青年はそれを手にとって、ぱらぱらと捲る。あるページでその手を止めた。
「間違いないな」
オーリが覗きこむ。
見開きのページには、ただ一行、エスタの名前が書かれていた。
「何だい、これは」
「イフテカールとの契約書だ。ここに、血で名前を書くことで、奴と契約を結ぶことになっていた」
「血?」
あからさまに眉を顰めて、改めて視線を落とす。
名前の綴りは滑らかとは言えず、所々、インクが掠れてしまったり、逆に塊になっている部分もある。
「ぞっとしないな……」
呟いて、ふと指を伸ばす。
「そこ。破れていないか?」
エスタの角度からは見えない場所に、羊皮紙の欠片が挟まっていた。開いてみると、ページが丁寧に破られた跡がある。
「そこには、わたくしの名前がありました」
礼儀正しく、家令が言葉を挟む。
「お前の?」
驚いたように、エスタが返す。
老いた家令が、片手を胸に当てた。
「もう、あのお方との繋がりはこれしか残っておりません。何の力でもないのであれば、どうか、私の元に残すことをお許しください」
僅かに戸惑って、青年たちは顔を見合わせた。
「……念のために、名前だけ控えさせて貰えばいいんじゃないかな」
オーリの言葉は、しかし完全に無視されてしまったため、エスタが改めて家令にそれを伝える。
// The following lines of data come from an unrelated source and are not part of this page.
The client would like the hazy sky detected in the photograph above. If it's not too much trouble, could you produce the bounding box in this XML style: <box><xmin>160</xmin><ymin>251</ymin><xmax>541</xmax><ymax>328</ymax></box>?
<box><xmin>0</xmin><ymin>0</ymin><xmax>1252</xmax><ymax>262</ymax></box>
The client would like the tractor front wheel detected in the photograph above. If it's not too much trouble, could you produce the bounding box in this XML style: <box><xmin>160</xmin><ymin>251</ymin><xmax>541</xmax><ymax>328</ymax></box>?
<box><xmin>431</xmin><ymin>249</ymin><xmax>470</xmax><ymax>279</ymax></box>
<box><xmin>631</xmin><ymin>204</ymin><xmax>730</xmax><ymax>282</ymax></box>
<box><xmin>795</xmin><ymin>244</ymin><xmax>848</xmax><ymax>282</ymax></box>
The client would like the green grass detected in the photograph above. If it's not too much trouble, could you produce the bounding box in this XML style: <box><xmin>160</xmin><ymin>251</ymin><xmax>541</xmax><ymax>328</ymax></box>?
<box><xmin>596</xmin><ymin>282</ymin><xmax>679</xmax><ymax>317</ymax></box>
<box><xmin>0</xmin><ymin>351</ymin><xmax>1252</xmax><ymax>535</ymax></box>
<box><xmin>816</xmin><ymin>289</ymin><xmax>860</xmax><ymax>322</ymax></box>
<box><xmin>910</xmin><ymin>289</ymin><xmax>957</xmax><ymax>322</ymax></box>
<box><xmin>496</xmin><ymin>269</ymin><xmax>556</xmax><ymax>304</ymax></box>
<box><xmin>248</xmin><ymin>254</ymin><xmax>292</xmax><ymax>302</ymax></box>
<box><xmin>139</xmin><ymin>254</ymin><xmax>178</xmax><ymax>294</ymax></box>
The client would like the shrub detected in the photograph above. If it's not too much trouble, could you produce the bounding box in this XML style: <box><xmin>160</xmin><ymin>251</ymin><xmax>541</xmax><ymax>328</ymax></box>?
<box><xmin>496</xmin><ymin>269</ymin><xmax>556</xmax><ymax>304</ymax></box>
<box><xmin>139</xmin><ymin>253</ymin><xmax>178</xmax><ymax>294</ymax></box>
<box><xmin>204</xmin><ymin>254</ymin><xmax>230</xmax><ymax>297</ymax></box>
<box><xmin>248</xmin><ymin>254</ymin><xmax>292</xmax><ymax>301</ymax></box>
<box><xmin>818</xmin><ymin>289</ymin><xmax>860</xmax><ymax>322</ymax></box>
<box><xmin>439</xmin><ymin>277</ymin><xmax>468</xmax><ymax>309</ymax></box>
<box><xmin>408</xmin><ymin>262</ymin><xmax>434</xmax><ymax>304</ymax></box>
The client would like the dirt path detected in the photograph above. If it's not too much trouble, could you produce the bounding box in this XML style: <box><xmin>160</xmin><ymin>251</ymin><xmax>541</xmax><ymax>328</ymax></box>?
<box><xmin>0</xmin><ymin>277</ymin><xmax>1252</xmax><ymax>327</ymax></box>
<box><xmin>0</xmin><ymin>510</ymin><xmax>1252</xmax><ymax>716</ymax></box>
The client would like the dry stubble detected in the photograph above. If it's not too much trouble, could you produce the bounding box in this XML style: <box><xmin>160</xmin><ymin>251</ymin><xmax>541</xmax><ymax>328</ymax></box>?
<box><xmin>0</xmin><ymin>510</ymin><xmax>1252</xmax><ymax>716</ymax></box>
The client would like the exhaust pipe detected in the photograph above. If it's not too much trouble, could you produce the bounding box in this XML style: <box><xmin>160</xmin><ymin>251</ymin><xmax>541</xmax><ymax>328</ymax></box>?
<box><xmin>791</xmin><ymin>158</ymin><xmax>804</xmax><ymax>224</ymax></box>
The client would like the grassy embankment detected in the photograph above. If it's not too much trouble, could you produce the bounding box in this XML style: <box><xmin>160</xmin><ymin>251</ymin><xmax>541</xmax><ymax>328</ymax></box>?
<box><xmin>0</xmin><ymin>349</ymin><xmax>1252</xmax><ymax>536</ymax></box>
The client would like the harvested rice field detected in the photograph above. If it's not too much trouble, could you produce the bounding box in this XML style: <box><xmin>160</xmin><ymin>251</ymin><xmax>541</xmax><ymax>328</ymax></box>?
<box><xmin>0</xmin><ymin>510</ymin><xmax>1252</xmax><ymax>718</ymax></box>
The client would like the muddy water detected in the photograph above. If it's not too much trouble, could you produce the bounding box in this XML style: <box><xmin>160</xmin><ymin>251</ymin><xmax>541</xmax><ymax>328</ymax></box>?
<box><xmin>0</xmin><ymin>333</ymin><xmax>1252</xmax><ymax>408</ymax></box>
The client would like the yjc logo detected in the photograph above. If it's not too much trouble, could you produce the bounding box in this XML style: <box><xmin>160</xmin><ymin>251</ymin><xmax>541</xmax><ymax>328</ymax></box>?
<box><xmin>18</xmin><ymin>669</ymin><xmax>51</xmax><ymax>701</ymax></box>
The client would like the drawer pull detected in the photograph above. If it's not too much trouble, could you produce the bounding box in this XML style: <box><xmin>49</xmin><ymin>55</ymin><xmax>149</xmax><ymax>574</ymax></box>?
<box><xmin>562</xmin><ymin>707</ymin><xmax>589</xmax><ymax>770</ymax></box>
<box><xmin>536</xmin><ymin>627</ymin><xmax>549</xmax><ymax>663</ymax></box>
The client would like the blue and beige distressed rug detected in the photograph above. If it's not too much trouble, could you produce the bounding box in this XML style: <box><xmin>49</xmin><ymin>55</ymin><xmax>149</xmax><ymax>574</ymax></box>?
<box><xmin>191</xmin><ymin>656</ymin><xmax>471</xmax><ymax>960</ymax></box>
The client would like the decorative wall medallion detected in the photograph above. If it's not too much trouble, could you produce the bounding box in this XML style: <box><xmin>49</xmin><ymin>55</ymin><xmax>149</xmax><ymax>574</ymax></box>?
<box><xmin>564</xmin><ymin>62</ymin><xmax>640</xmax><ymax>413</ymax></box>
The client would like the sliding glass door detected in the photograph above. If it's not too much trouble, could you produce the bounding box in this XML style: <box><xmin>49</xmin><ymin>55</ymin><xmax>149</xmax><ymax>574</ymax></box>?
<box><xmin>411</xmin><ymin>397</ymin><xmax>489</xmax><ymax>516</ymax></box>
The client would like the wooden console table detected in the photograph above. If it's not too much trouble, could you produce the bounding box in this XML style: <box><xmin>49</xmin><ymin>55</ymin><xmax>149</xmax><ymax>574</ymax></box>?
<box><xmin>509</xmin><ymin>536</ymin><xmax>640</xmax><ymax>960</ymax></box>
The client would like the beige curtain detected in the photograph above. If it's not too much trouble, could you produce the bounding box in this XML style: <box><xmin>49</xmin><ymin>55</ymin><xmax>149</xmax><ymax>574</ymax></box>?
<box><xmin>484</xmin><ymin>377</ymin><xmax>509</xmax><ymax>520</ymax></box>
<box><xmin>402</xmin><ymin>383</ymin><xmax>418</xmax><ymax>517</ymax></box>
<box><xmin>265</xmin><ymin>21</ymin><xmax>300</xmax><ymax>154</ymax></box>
彼が羊皮紙とペンを取りに再び場を外した間、ひとしきり罵声と嫌味を漏らす高位の巫子に、〈魔王〉の裔はかなり辟易していた。
数日後、アルマは大公家の屋敷へ一度戻っていた。
来客を迎えるためである。
訪れたのは、五十代の男性。髪は濃い褐色で、同じ色の口髭を蓄えている。明るい青の瞳は、興味深げに少年を見つめていた。
「ようこそおいでくださいました。アルマナセルです」
マノリア伯爵は小さく笑んで、アルマの手を握った。
「私如き若輩がお目にかかることになり、申し訳ない。父もグラナティスも、まだ数日起き上がれないようですので」
二人とも、未だ火竜王宮で静養しているのだ。
「お気になさらずに。また機会もありましょう。それに、まず貴殿にお会いしたかったのですよ」
穏やかにそう返してくるが、改めての会見を要求してきてもいる。マノリア伯爵領は、イグニシアの北部、ほぼ辺境と呼ばれる地ではあったが、領主は決して侮られる存在ではない。
穏やかに、マノリア伯爵は続ける。
「貴公のことを、あれは熱心に手紙に書いて寄越していましたのでね」
「それは……、お恥ずかしい」
おそらく、イグニシア王国を裏切ることにもなる手紙のことだ。
テナークスが、一体どんな風に領主である兄へ書き送っていたのか。彼は、実際以上に他人を誉めそやすような人間ではなかったが、しかし。
「会えてよかった」
小さく告げて、そして伯爵はふいに真面目な表情で口を開く。
「それで、テナークスはどのようにして死んだのですか」
この貴族が、わざわざアルマを訪ねてきた、理由だ。
下手な対応はできない。それは、よく判っていたけれど。
……ああ。よく、似ている。
彼の死から、まだ十日ほどしか経っていない。未だ、喪失の痛みは強く、アルマの心を締めつけた。
ひとしきり語り終えると、沈黙が満ちる。
居心地が悪く、アルマは再び口を開いた。
「私の力が及ばず、テナークス殿に無念の死を強いてしまいました。申し訳ない」
深く、頭を下げる。
どれほど詫びても足りる気はしない。
「顔を上げてください、アルマナセル殿。貴殿が、歴戦の名将だなどと、誰も思ってはおりませんよ」
穏やかに執り成してくれるが、言っていることはきつい。
彼も間違いなく、イグニシアの貴族である。
「自ら戦場へ出て行ったのは、愚弟の判断です。あれは指揮官であるのだから、背後に下がっていてもよかったものを」
「しかし、それは私が彼を戦場へ追いやるような条件を飲んでしまったせいで」
「そのような状況になる前から、テナークスは戦場に出ていた筈ですよ。覚えておられませんか?」
確かに、彼が生命を落としたユーディキウム砦よりも前、ニフテリザ砦において、彼は自ら軍を率いて戦場へ出た。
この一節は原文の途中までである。